I have had the privilege of spending each of the last 52 weeks of the year focused on building character and developing a lifestyle of serious t’shuvah. As a result, I have found myself to be more honest about my strengths and weaknesses, more aware of how my thinking influences my actions, and more in tune with God’s expectations for his followers. At the same time, I find myself to have barely scratched the surface and I wonder if I ought to have grown more over the past year.
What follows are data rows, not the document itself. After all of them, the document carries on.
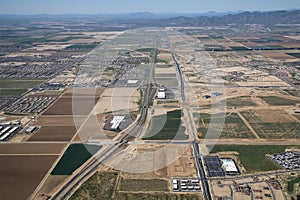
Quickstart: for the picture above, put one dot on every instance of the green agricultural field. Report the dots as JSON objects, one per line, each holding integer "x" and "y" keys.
{"x": 143, "y": 185}
{"x": 73, "y": 158}
{"x": 156, "y": 196}
{"x": 277, "y": 130}
{"x": 19, "y": 83}
{"x": 278, "y": 101}
{"x": 100, "y": 186}
{"x": 13, "y": 92}
{"x": 240, "y": 102}
{"x": 233, "y": 126}
{"x": 166, "y": 127}
{"x": 273, "y": 124}
{"x": 253, "y": 157}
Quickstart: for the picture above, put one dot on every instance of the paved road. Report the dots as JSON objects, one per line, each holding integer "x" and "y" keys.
{"x": 198, "y": 158}
{"x": 70, "y": 186}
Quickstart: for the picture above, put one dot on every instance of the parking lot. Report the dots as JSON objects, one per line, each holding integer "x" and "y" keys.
{"x": 34, "y": 104}
{"x": 185, "y": 185}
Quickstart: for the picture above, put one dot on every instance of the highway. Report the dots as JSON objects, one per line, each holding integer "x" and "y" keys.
{"x": 71, "y": 185}
{"x": 198, "y": 158}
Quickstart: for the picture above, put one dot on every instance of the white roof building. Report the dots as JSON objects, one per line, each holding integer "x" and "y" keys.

Cheshbon HaNefesh defines separation in terms of distance from sexual immorality. In a very real sense, separation is thus defined as an agent that serves to preserve righteous intimacy. Separation helps to provide the boundaries for healthy nearness. In this way, I have found mussar itself as a practice of separation for the sake of deeper intimacy with others and God. By carving out time to meet with my chevruta, write about middot, journal, and meditate, I separated myself from my preoccupation to be a “human doing” for the opportunity to live more like a human being.
Honoring the being of oneself and others requires a healthy relationship with the middah of separation. Proper relationship requires a certain amount of healthy distance. By taking the time to even distance ourselves from our own character enough to objectively examine its health, we have likely come closer to living more honorable lives. I certainly know I am a little closer then when I began. We have come to the end of the year and the end of a cycle of the Torah. Just like the Torah ends with a new beginning, so are we doing the same on this journey of mussar. It has been a joy to share some of my process of the mussar journey with you over the past year. I look forward to meeting you all again at the other side of the Jordan and at the beginning of Creation all at once.